Research Groups:Galicia: Literary and Historical Approaches to the Construction of a Jewish Place

[RG # 142]  Galicia: Literary and Historical Approaches to the Construction of a Jewish Place

March 1, 2014 - July 31, 2015

Organizers:

Ariel Hirschfeld (The Hebrew University)
Alan Mintz (Jewish Theological Seminary)

Galicia, the subject of our Research Group, was an invented land, an artificial entity that acquired meaning over the course of its historical experience. Rather than being a land with a longstanding identity of its own, Galicia was created as a province of the Habsburg Monarchy as a product of the negotiations with Russia and Poland that led to the partition of Poland in 1772, and it ceased to exist as a political entity in 1918 with the defeat and dissolution of the Dual Monarchy of Austria-Hungary and its incorporation into the new Poland.

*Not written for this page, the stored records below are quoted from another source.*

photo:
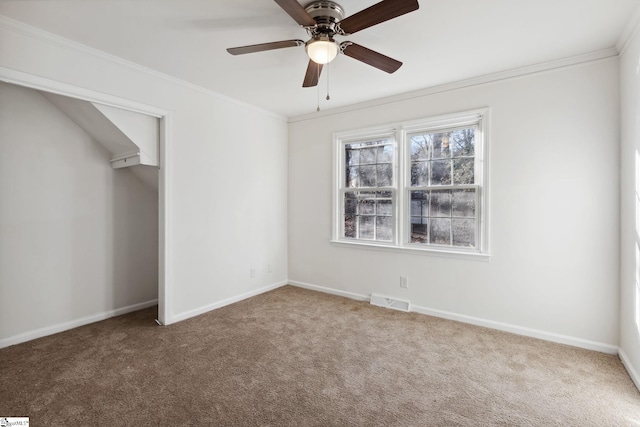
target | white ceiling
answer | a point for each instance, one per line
(444, 41)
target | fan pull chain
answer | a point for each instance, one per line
(318, 86)
(328, 97)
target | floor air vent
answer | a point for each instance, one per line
(388, 302)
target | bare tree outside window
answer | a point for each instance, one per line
(368, 213)
(442, 162)
(417, 186)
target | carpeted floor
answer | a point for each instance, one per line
(293, 357)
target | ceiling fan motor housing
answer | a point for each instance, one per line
(326, 14)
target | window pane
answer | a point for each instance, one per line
(440, 231)
(384, 228)
(441, 146)
(463, 172)
(369, 215)
(350, 226)
(366, 227)
(464, 203)
(367, 156)
(352, 157)
(366, 207)
(419, 230)
(351, 177)
(441, 203)
(464, 232)
(441, 172)
(463, 142)
(419, 173)
(419, 203)
(385, 154)
(384, 174)
(350, 205)
(367, 176)
(419, 148)
(384, 207)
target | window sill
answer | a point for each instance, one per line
(475, 256)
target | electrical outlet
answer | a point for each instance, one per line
(404, 282)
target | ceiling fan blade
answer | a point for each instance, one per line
(379, 12)
(297, 12)
(368, 56)
(312, 75)
(241, 50)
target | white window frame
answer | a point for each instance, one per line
(400, 132)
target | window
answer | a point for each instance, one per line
(415, 186)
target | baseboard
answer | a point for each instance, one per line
(629, 367)
(514, 329)
(61, 327)
(204, 309)
(520, 330)
(358, 297)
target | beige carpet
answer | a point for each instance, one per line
(293, 357)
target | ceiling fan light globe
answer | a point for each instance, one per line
(322, 51)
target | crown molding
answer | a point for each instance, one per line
(629, 31)
(18, 27)
(541, 67)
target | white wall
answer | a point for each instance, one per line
(227, 184)
(554, 239)
(77, 238)
(630, 213)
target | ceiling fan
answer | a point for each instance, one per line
(323, 19)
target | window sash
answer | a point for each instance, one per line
(401, 187)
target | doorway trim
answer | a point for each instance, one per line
(164, 173)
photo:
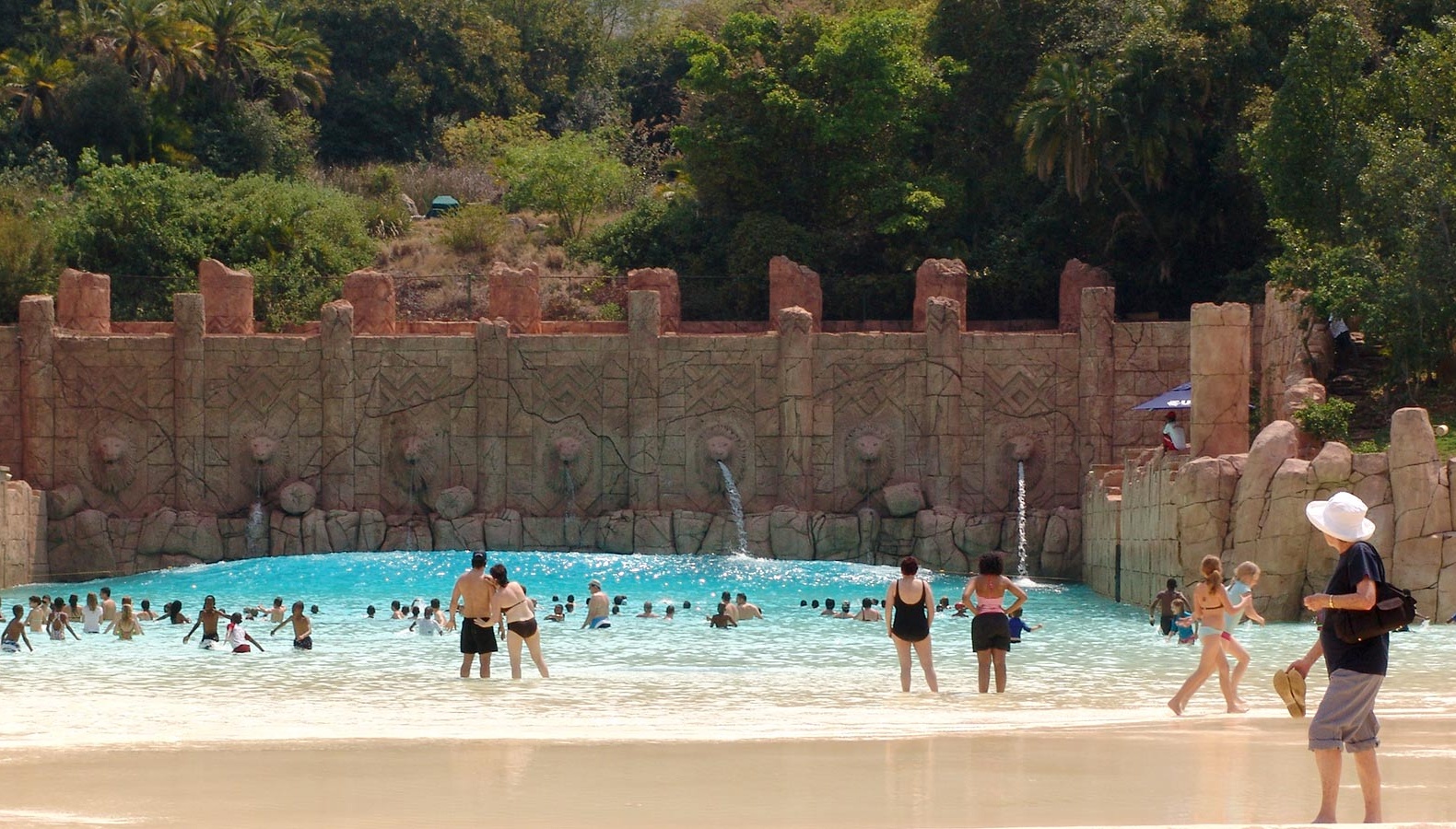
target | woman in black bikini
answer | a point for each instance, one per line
(909, 613)
(519, 614)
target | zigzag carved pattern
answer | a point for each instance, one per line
(859, 391)
(717, 387)
(1012, 390)
(569, 390)
(261, 393)
(414, 387)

The creation of Galicia and the incorporation of the Jewish communities of the Polish kresy (borderlands) into the new Austrian province meant enormous changes. Social and educational reforms issued from Vienna transformed aspects of Jewish life. Our research group aims not only to study the phenomenon of Galicia, but also to bring the disciplines of history and literature into dialogue.

 

Members

poster

Rachel Manekin

FELLOW
University of Maryland

Rachel Manekin is Associate Professor of Jewish Studies at the University of Maryland, College Park. Her current research interests include the legal treatment of the Jews in Galicia between the years 1772-1867 and its effect on their religious, social, and political development.

poster

Jonatan Meir

FELLOW
Ben-Gurion University of the Negev

Jonatan Meir is Associate Professor in the Department of Jewish Thought at Ben-Gurion University of the Negev. His research interests include the History of the Jews in Eastern Europe, Jewish Polemics, Jewish Mysticism, The Haskalah Movement, Hasidism, and Contemporary Kabbalah.